Since everything else in all models in a range was essentially the same, weight depended on the body. A lighter body could mean better acceleration both in a straight line and centripetally (changing direction).
Thus it became axiomatic that a touring car (without the weight of a solid roof) was faster than a town car, a coupe (dispensing with the weight of two doors) could outrun a sedan, a convertible had the advantage over a coupe, and roadsters (with no top at all) had them all beat. Thus was born the perception that topless motoring was sportier than other alternatives.
But nearly all cars now are of “unibody” construction, meaning the body is the frame. This is a terrifically efficient type of construction, allowing great strength for safety, and stiffness to provide a stable structure on which the suspension can work.

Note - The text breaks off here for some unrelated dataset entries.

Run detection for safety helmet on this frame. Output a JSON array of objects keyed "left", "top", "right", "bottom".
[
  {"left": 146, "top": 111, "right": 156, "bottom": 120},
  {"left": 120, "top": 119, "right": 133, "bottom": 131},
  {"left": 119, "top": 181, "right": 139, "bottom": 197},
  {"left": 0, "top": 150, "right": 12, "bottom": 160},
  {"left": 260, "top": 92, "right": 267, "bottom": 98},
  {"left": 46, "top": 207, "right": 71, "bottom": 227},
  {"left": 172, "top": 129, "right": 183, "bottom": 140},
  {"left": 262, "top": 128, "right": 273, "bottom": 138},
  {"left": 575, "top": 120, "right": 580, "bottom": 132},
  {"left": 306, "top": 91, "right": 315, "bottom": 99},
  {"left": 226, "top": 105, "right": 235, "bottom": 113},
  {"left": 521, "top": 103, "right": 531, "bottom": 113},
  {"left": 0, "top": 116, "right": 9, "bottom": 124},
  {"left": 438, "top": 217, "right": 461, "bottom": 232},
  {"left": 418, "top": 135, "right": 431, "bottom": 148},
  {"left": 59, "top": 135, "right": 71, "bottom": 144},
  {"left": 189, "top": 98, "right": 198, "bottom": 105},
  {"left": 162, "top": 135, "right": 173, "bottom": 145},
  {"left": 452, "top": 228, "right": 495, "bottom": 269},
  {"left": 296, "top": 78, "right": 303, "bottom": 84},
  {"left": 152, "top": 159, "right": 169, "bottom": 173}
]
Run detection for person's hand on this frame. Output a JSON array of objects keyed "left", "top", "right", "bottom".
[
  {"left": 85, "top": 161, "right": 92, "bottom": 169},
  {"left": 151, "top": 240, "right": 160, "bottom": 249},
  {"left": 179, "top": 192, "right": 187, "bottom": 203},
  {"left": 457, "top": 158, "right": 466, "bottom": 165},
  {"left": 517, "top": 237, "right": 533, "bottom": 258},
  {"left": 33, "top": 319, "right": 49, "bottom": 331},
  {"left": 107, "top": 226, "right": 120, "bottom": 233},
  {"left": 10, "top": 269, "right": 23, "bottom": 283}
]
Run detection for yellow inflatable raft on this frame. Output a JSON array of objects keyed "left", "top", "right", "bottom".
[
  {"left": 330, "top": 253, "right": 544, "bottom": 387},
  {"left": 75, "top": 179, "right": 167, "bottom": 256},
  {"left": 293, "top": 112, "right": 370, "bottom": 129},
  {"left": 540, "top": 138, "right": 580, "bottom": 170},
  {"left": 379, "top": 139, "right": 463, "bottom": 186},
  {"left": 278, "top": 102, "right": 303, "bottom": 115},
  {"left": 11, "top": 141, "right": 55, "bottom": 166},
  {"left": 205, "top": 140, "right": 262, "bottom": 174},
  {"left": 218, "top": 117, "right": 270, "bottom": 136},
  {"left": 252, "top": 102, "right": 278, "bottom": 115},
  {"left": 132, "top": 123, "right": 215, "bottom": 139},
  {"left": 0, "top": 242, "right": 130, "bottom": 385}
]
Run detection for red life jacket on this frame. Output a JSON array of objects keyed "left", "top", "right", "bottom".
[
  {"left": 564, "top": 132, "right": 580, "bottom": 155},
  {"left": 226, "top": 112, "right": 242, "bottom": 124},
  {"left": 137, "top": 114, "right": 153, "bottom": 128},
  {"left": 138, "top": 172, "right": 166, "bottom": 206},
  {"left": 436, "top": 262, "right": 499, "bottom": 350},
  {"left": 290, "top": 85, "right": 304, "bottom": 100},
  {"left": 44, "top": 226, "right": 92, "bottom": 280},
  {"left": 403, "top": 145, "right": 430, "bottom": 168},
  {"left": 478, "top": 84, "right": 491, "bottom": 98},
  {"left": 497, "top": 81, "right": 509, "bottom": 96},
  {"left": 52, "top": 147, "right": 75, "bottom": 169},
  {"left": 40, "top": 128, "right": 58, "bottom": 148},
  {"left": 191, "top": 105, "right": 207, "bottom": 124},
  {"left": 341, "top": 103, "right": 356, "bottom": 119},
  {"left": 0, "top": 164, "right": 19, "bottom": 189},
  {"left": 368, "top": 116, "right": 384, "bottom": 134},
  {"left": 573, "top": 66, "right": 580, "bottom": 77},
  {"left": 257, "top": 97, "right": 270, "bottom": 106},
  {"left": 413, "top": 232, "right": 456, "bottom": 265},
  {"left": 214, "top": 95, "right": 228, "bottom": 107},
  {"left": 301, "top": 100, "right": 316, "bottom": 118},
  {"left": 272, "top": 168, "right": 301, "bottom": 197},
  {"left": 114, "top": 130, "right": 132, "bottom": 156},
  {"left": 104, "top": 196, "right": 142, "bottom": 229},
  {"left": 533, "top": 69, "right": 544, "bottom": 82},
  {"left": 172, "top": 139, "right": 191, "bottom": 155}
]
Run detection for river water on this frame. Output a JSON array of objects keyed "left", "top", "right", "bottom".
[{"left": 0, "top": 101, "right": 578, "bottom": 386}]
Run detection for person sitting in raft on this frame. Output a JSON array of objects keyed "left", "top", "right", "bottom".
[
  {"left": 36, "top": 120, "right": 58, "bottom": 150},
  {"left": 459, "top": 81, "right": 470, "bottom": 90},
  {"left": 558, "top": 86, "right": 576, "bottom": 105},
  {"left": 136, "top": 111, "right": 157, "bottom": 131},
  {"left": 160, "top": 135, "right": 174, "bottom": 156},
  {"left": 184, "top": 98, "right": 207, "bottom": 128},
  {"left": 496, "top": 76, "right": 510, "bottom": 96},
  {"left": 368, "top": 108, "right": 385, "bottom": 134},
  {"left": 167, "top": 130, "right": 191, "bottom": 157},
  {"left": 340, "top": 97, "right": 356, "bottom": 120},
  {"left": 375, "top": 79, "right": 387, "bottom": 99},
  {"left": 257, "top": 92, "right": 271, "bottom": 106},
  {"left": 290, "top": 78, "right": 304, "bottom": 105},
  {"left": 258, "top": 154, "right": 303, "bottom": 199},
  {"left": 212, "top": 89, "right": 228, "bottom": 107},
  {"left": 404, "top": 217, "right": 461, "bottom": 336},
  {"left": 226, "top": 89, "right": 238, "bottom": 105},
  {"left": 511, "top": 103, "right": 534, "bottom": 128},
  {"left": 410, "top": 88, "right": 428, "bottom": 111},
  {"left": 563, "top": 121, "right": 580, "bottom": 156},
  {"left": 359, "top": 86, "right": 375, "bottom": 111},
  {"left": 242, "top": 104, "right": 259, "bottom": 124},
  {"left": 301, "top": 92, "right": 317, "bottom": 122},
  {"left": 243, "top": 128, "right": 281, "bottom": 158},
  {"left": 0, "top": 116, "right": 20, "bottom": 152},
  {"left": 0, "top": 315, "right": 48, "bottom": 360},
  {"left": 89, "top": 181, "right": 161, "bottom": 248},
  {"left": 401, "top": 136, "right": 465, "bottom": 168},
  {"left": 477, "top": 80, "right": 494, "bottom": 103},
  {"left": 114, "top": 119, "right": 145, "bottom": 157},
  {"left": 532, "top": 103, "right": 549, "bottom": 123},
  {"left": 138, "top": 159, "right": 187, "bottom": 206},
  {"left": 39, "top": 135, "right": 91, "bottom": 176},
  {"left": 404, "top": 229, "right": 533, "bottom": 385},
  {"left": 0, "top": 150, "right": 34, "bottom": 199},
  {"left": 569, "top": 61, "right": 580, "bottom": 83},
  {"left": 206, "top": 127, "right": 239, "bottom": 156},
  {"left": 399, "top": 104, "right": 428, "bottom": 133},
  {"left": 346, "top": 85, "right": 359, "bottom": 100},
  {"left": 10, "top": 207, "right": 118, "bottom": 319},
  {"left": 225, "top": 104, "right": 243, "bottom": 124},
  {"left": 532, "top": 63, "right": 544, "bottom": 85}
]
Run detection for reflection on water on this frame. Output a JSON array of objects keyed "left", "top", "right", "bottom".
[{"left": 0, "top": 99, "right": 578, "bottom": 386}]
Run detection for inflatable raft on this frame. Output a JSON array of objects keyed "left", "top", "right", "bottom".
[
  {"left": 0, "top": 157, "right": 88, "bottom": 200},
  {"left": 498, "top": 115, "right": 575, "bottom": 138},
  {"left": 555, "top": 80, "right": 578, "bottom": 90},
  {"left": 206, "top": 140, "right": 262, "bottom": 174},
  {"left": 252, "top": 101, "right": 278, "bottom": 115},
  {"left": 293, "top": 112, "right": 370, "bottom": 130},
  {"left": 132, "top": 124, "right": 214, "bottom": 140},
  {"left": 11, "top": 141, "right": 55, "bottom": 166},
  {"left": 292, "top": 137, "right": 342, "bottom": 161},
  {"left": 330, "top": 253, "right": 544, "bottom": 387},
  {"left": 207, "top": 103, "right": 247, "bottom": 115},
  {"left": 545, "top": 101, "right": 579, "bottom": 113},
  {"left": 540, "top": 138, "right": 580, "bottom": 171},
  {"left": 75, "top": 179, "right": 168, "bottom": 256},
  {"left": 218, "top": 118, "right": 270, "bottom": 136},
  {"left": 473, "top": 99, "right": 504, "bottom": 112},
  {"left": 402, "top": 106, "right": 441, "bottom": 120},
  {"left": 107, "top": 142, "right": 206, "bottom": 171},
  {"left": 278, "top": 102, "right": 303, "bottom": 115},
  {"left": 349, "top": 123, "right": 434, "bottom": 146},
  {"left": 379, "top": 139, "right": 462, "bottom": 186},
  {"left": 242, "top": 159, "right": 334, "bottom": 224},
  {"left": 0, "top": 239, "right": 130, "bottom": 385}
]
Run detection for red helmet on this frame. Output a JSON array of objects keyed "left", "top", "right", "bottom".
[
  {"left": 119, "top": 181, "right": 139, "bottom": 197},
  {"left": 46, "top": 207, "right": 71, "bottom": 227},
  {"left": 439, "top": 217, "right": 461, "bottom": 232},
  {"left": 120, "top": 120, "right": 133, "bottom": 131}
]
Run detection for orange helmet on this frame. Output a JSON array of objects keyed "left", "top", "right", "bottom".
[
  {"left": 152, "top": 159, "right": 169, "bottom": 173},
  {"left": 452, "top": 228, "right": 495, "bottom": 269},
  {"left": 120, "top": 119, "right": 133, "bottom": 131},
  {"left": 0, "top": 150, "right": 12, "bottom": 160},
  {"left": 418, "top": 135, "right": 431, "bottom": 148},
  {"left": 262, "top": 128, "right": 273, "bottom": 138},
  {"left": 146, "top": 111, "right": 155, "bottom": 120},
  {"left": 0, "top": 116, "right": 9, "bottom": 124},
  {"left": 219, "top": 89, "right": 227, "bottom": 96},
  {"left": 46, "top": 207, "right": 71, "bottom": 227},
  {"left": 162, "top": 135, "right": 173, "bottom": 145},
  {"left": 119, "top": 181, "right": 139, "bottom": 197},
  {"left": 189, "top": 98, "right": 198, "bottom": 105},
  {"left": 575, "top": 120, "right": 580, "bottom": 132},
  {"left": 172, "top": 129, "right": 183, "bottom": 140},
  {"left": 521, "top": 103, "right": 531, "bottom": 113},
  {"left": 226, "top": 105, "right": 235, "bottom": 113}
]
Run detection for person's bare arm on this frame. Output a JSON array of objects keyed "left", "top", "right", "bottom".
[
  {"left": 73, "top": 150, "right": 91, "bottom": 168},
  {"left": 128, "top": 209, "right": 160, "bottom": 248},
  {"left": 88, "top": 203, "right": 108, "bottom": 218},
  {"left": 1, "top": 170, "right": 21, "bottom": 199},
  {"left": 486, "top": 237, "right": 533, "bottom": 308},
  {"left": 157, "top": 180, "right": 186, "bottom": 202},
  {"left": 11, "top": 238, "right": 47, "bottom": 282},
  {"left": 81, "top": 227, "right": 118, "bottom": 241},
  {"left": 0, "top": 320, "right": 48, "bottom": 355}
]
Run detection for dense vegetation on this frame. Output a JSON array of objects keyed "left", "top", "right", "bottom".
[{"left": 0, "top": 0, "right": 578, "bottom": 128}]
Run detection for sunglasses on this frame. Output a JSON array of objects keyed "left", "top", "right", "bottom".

Of course, the roof of these cars is part of that structure, and the distance between the floor and the roof increases the section modulus (like the two flanges of an I-beam) enhancing its efficiency still further.
You can see where this is going, right? Make a convertible out of a unibody coupe and you cut the top flange off your I-beam.
If you’re not to end up with a limp chassis that wobbles and flutters at the slightest ripple in the road, you need to add structure. Since your section modulus is reduced to that provided by the depth of the rocker panels and floor tunnel, you need a lot more of it, adding weight. If instead of a cloth top, you add a retractable roof and its mechanism, your weight penalty is redoubled.
Because some of the operating mechanism for the convertible or retractable top stores in the space between the rear seats and the fender panels, rear hip and shoulder room is reduced, and in a retractable you also reduce available luggage space to near zero.
Convertibles have their charms, of course. It’s great to cruise with the sun on your face and the wind in your hair, but how often will you really do that?
I once checked out all the convertibles I saw on a mild sunny Southern California day, and more than half of them had their tops up. If you are not going to put your top down on a day like that, when are you? I got up the nerve to ask the question while stopped at a light, and all I got was embarrassed laughter.
So if you are ever in the position of having the choice between a car with a real roof and one without, go for it. When you do though, at least know what you are getting into, and what you are not.